Ironie de l’histoire ! L’année 2024 restera dans les livres scolaires comme ayant célébré le record de longévité de notre texte constitutionnel puis une crise politique d’ampleur à remettre en cause le bien fondé de son maintien. Si le calendrier est capricieux et que nous aimerions paisiblement souffler cette soixante-sixième bougie, l’impasse politique dans laquelle nous sommes nous invite à questionner la pertinence de notre modèle politique.

Comme toute création de l’esprit humain, la constitution de 1958 fût créée dans un but précis. Les concepteurs de la Ve République en poursuivaient principalement trois. De Gaulle, son principal instigateur, les résumait ainsi :

« Pour ce qui est de la V république, son esprit procède de la nécessité d’assurer aux pouvoirs publics l’efficacité, la stabilité et la responsabilité dont ils manquaient organiquement sous la IV république ».

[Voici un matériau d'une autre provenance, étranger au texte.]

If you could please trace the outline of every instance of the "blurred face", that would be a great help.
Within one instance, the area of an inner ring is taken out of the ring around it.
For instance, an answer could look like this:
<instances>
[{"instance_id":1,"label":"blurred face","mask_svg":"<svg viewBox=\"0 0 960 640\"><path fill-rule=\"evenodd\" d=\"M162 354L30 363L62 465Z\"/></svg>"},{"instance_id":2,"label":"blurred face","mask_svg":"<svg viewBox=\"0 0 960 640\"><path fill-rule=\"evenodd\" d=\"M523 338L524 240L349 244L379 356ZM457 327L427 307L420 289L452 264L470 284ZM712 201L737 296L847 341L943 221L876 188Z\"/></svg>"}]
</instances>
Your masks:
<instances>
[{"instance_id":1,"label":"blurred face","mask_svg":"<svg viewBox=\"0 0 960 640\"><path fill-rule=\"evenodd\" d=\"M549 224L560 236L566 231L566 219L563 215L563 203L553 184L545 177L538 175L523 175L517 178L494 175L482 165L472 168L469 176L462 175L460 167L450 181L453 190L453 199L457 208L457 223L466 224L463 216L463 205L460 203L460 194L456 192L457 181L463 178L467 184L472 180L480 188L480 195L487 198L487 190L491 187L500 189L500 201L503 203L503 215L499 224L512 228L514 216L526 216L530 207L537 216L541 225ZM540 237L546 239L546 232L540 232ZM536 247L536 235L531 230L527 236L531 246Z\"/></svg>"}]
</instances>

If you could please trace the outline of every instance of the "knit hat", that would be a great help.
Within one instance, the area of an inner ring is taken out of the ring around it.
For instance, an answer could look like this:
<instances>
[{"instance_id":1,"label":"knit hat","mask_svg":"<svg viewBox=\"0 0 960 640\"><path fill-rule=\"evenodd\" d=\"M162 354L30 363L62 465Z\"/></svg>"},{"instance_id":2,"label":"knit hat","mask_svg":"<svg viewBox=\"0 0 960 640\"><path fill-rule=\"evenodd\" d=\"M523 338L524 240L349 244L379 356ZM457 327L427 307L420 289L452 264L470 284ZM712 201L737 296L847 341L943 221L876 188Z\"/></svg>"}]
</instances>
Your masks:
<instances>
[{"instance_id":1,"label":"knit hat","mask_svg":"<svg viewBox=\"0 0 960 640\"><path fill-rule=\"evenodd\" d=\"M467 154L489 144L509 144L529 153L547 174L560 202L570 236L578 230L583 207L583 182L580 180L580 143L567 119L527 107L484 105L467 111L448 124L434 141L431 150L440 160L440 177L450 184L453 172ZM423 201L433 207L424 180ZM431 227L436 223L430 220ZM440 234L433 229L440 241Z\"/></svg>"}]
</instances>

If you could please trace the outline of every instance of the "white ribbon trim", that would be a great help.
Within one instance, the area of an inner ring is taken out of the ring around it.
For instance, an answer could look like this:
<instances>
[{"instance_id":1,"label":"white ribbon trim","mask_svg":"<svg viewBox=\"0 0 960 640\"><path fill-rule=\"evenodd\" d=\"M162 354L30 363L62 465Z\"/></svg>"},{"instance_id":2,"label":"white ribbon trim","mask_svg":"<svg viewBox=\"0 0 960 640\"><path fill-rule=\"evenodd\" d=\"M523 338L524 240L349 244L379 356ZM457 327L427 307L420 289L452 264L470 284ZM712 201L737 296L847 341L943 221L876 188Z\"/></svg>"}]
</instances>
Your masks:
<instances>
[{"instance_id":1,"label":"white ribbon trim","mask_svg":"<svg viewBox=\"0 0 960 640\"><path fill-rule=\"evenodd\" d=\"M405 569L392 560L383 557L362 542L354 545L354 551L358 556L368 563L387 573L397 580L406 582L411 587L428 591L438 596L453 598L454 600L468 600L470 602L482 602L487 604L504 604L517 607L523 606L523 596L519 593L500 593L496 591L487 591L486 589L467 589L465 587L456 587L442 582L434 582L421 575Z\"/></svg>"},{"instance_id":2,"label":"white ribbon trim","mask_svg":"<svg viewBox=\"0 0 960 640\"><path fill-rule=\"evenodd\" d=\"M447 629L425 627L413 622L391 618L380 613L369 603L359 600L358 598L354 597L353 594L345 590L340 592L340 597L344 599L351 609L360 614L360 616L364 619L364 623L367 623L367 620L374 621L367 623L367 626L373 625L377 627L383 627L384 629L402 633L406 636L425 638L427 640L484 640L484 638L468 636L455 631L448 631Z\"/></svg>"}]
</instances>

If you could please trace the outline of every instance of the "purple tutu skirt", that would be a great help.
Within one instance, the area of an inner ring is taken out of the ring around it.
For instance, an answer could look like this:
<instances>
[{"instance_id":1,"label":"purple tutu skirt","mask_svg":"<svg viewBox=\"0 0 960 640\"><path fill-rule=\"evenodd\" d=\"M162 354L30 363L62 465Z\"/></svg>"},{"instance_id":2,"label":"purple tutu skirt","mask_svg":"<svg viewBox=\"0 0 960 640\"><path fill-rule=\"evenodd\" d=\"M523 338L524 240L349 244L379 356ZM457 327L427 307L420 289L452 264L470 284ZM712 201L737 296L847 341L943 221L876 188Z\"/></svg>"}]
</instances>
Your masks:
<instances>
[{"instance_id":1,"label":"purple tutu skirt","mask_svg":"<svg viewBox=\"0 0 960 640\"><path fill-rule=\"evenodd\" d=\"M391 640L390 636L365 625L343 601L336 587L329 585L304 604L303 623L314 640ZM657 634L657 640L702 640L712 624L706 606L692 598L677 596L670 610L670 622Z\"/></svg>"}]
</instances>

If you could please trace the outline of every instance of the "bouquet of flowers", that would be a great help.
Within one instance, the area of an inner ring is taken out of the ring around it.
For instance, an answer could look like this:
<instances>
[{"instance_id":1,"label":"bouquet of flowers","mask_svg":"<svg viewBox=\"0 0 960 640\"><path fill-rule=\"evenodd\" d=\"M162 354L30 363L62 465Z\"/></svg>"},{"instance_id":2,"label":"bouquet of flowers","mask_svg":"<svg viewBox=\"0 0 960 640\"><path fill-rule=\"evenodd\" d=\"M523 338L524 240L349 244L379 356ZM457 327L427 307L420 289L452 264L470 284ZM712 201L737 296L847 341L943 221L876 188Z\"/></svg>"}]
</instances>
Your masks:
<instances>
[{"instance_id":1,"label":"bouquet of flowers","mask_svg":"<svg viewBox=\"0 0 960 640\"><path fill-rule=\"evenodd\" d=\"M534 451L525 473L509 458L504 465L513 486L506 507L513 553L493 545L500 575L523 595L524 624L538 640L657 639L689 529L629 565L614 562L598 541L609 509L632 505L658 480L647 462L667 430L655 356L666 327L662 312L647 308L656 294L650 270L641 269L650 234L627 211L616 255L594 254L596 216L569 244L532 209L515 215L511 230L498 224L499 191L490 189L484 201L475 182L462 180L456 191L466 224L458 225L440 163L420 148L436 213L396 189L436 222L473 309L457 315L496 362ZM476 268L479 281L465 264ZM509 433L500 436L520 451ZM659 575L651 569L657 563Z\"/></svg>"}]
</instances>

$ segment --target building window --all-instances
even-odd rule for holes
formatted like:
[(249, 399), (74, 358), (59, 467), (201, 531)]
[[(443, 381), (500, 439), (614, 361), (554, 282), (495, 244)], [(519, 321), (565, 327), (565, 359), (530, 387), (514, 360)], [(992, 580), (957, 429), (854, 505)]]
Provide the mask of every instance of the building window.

La mise à l’écart de ces trois objectifs nous permet ainsi de confronter la création aux réalités de notre vie politique. Parce que la constitution n’est rien d’autre qu’un objet, mettre face à face l’ambition poursuivie par la création et ses résultats nous permettra d’évaluer la pertinence de son maintien.

Concilier « efficacité » et « stabilité ».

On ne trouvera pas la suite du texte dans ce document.